Well. Its a sad story. I was doing my friend, Gilly, a favour by donating my car, parcel shelf and driver and all, to the cause of the Student Theatre group at Glasgow (STaG). Gilly was producing STaG Nights, the group's annual festival of one-act plays, and desperately needed a bath. She didn't need to wash, she needed a physical, tangible, bathtub. And she found one, to her credit, as one tends to do living in the Woodlands area. Always some furniture on display in the street, for the general enjoyment of students. To the ire of most residents however.

Anyway, Edgar (my car) and I were employed to help move said bath from resting place on West End Park Street to the Gilmorehill Theatre. Not very far. Had I known the trauma that was to ensue I might have insisted that Gilly just carry the bath the few hundred yards up the road. I didn't though, so likewise I didn't. We got the bath alongside Edgar on the pavement, at which point Gilly took the opportunity for a wee rest while I opened up the boot.

I can remember vividly (and in the slow motion that often accompanies my memories of scoring the first and only goal that I will ever score, in a footy match on St. Thomas' CofE Primary School playing fields at the age of 7) carefully detaching the parcel shelf and placing it, oh so delicately, on the pavement, one end on the ground, the other leaning securely up against the railings of no.28 West End Park Street. That was my error, as no sooner had that occurred than the very memory of its occurrence was unexplainably erased from my, admittedly, shit memory. It took a fair while to wriggle the bathtub into what is, and only ever will be, a five door hatchback. All the time Edgar's amputated pacrel shelf watched on. Watched as we fought with the bathtub. Watched as I fought against Gilly's determination to get the bathtub in Edgar. Watched as I drove Edgar away, hot, angry and oblivious.

It was a wet weekend and the parcel shelf must have spent some time being rained upon before presumably being requisitioned by drunken students or the needy owner of a Mark 4 or 5 Fiesta with grey interior. Hopefully the latter. Probably the former.

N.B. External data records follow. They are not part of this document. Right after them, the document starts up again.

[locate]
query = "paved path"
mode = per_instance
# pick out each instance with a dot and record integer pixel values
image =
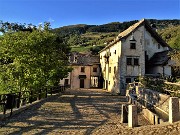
(82, 112)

A full 2 days passed before I had the need to use the car again (I'm a carbon emissions aware kinda fella) and it was only then that I realised my substantial and unforgivable error. Phone calls to friends who reside nearby to the incident as well as repeated monitoring of the site (presumably in the futile hope that the recipient of the parcel shelf might repent and compassionately replace the item, along with its snapped and redundant, yet loveable, fittings, where he or she had chanced across it) proved unsuccessful.

I thought all was lost. In desperation, monosyllabic with grief, I turned to my fellow man through the wonders of the interweb, and broadcast my plight. And you responded.

So thank you. Edgar now once again has a parcel shelf which, although entirely uncoordinated in colouring, works a whole lot better because the fittings actually fix onto the hatchback door. Cool.
Plus my flatmate, Gareth, with whom I share the car is talking to me again. He says thanks too.

"

Natalé replied to a request that I sent to the Glasgow Freecycle list, telling me to get one from the scrapper's on Scots Road in Paisley.

One explanation for my new found wordiness is I spent the whole afternoon with Mark refining his sitcom. Looking good.